Plane equation for 3D vectors

Question

I want to find a 3D plane equation given 3 points. I have got the normal calculated after applying the cross product. But the equation of a plane is known to be the normal multiply by another vector which what I am taught to be as P.OP. I substitute my main reference point as OP and i want P to be in (x, y, z) form. So that I can get something like e.g,

OP = (1, 2, 3)

I want to get something like that:

(x-1)
(y-2)
(z-3)

May I know how? Below is my reference code.(Note: plane_point_1_x(), plane_point_1_y(), plane_point_1_z() are all functions asking for the user input of the respective points)

"""
I used Point P as my reference point so I will make use of it in this section
"""

vector_pop_x = int('x') - int(plane_point_1_x())
vector_pop_y = int('y') - int(plane_point_1_y())
vector_pop_z = int('z') - int(plane_point_1_z())

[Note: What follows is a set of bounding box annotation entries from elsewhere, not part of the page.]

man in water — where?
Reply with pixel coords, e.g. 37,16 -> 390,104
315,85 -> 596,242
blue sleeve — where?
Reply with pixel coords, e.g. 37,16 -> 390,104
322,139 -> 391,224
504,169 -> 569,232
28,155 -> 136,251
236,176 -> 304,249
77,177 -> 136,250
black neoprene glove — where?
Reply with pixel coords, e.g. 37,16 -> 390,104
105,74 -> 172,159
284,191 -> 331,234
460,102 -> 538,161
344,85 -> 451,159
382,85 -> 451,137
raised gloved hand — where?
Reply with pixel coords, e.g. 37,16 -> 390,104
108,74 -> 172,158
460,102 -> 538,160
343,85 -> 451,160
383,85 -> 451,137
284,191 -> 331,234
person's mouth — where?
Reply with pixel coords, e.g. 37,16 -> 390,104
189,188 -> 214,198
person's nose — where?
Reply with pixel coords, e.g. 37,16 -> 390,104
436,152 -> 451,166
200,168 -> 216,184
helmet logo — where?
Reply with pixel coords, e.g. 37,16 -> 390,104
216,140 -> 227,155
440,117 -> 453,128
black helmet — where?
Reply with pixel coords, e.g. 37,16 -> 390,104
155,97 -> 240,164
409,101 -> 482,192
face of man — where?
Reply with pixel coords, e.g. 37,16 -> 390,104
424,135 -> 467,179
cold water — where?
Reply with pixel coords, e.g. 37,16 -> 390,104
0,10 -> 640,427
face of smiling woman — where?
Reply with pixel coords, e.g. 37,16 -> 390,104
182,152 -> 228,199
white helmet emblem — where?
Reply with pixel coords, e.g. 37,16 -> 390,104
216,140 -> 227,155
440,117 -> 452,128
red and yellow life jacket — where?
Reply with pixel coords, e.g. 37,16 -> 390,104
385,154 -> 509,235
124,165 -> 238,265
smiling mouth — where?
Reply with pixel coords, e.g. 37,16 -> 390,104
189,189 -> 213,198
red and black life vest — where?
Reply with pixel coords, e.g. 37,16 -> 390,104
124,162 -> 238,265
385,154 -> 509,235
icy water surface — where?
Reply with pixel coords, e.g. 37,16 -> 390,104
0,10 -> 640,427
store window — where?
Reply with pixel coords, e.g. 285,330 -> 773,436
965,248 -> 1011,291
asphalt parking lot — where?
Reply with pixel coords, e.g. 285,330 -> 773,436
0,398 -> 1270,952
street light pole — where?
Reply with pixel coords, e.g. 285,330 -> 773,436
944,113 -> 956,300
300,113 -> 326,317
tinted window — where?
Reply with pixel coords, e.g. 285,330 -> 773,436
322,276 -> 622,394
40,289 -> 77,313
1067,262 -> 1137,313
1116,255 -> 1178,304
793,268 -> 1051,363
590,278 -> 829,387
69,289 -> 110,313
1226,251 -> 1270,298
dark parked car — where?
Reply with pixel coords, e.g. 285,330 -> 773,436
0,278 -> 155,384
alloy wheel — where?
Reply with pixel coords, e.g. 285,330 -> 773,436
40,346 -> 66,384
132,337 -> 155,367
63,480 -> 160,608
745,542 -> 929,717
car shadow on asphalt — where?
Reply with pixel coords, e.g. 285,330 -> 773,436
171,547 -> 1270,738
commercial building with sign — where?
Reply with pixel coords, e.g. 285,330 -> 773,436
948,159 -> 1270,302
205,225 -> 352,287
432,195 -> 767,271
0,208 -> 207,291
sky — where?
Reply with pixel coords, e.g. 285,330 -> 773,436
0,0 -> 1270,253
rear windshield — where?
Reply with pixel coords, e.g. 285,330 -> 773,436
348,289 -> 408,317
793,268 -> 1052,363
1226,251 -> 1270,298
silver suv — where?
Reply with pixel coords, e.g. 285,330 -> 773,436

print vector_pop_x, vector_pop_y, vector_pop_z

All the above is what i did, but for some reason it did not work. I think the problem lies in the x, y , z part.

Answer 1

Say you have three known points, each with (x, y, z). For example:

p1 = (1, 2, 3)
p2 = (4, 6, 9)
p3 = (12, 11, 9)

Make them into symbols that are easier to look at for further processing:

x1, y1, z1 = p1
x2, y2, z2 = p2
x3, y3, z3 = p3

Determine two vectors from the points:

v1 = [x3 - x1, y3 - y1, z3 - z1]
v2 = [x2 - x1, y2 - y1, z2 - z1]

Determine the cross product of the two vectors:

cp = [v1[1] * v2[2] - v1[2] * v2[1],
      v1[2] * v2[0] - v1[0] * v2[2],
      v1[0] * v2[1] - v1[1] * v2[0]]

A plane can be described using a simple equation ax + by + cz = d. The three coefficients from the cross product are a, b and c, and d can be solved by substituting a known point, for example the first:

a, b, c = cp
d = a * x1 + b * y1 + c * z1

Now do something useful, like determine the z value at x=4, y=5. Re-arrange the simple equation, and solve for z:

x = 4
y = 5
z = (d - a * x - b * y) / float(c)  # z = 6.176470588235294